Municipality in Rivne Oblast, Ukraine

Diadkovychi rural hromada is one of the hromadas of Rivne Raion in Rivne Oblast of Ukraine. Its administrative centre is the village of Diadkovychi. The Dyadkovytsia territorial hromada is located west of Rivne. The larger area of the hromada is located in the Volhynian Upland, in the Pripyat River basin. Community population: 5712 (as of 01.01.2023).

==Composition==
The community was established on December 23, 2018 by merging the Dyadkovytska, Verkhivska and Maloshpakivska rural districts. The hromada consists of 17 villages:
- Diadkovychi (administrative centre)
- Dvorovychi
- Humennyky
- Ivanychi
- Kryvychi
- Makoterty
- Malyi Shpakiv
- Mylostiv
- Peredily
- Peresopnytsia
- Pidhirtsi
- Ploska
- Shostakiv
- Velykyi Shpakiv
- Verkhivsk
- Yasynynychi
- Zaritsk

== Geography ==
The area of the Diadkovychi rural hromada is 157.1 km^{2}. Community population: 5712 (as of 01.01.2023). The Dyadkovytsia territorial hromada is located west of Rivne and borders the Rivne urban hromada.

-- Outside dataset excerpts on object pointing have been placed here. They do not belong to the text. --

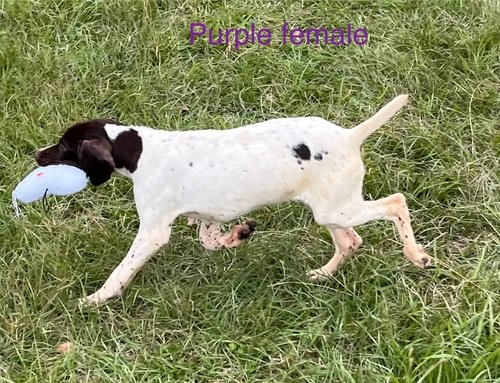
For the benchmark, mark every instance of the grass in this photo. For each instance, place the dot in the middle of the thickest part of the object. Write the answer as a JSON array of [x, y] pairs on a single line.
[[250, 314]]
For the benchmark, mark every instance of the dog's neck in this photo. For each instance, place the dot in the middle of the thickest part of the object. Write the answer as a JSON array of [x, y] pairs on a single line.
[[127, 147]]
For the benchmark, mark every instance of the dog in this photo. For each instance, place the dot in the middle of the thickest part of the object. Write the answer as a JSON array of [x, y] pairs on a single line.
[[215, 176]]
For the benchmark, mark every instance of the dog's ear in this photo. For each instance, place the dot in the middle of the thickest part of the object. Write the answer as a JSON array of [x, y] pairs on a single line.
[[96, 159]]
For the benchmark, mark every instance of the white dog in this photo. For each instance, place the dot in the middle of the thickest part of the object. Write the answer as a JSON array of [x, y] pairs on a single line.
[[216, 176]]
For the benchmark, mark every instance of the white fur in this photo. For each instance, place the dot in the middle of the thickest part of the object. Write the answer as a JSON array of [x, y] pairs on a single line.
[[218, 175]]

The relief of the hromada is flat, partly lowland, covered with pine and oak forests. Diadkovychi rural hromada has reserves of peat, clay.

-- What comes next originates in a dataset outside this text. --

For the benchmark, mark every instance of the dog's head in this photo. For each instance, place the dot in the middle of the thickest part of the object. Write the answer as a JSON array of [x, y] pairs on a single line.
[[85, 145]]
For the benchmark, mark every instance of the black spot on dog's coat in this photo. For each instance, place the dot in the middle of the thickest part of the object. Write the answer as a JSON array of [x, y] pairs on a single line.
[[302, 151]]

The larger area of the hromada is located in the Volhynian Upland. The Dyadkovytskyi rural hromada is located in the Pripyat River basin, with tributaries of the Horyn River flowing through the district. The climate of the region is moderately continental: winter is mild (in January -4.4 °, -5.1 °), with unstable frosts; summer is warm (in July +18.8 °), not hot. Most often, comfortable weather is observed in the summer months. The formation of stable snow cover is noted in the second decade of December. Rainfall 550 mm per year.

The territory of the Dyadkovytsia Village Council is dominated by gray podzolized soils and chernozem.

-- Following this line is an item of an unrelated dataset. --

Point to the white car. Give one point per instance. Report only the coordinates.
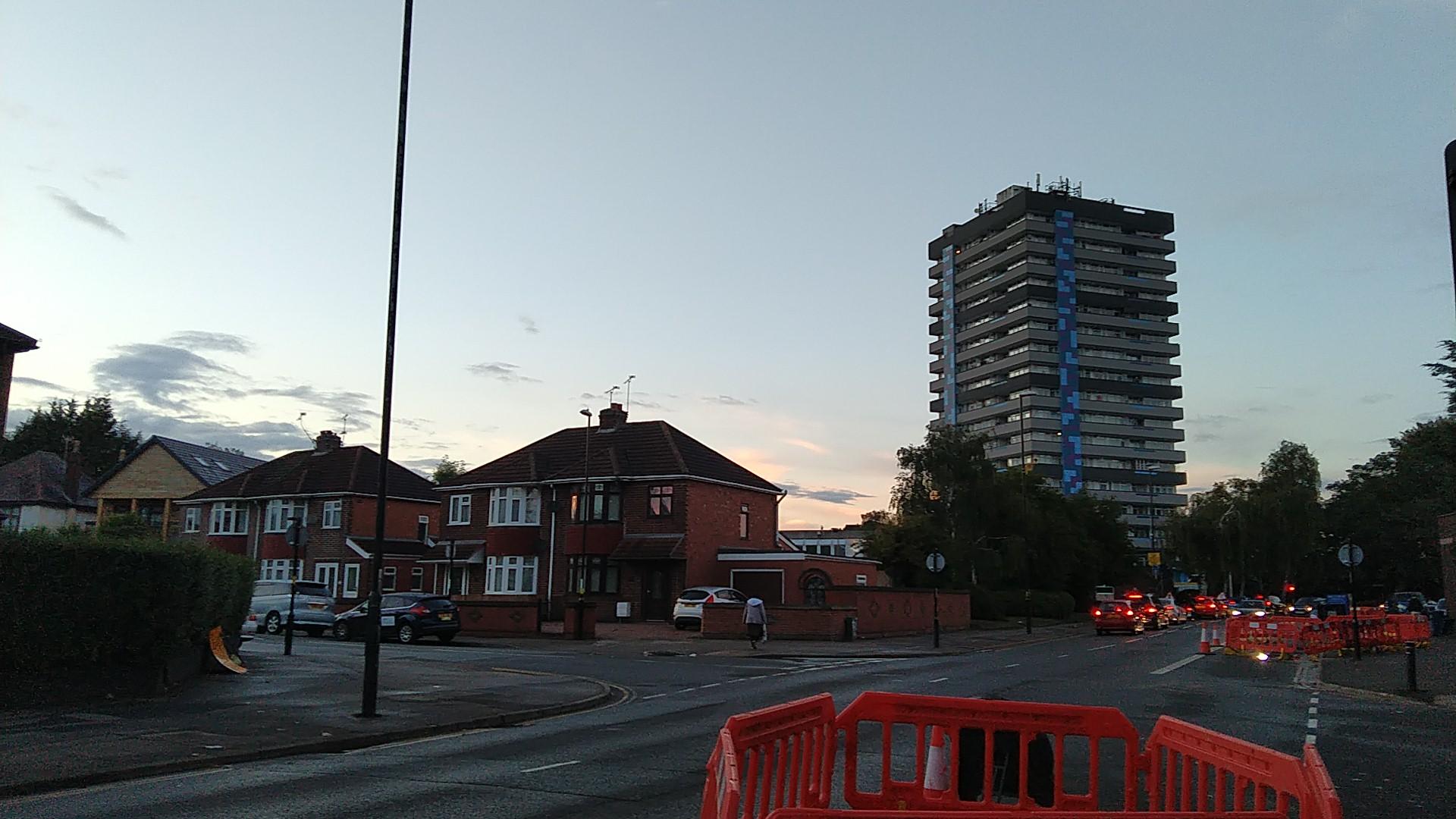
(689, 608)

A highway runs through the settlements of the hromada, connecting the city of Rivne with the village of Mlyniv. In the immediate vicinity there is a national highway H-22 and an international highway M-06. At a distance of 15 km from the administrative center of the hromada there is an international airport in Rivne.

The agriculture of the Diadkovychi rural hromada specializes in growing grain crops, legumes, and oilseeds.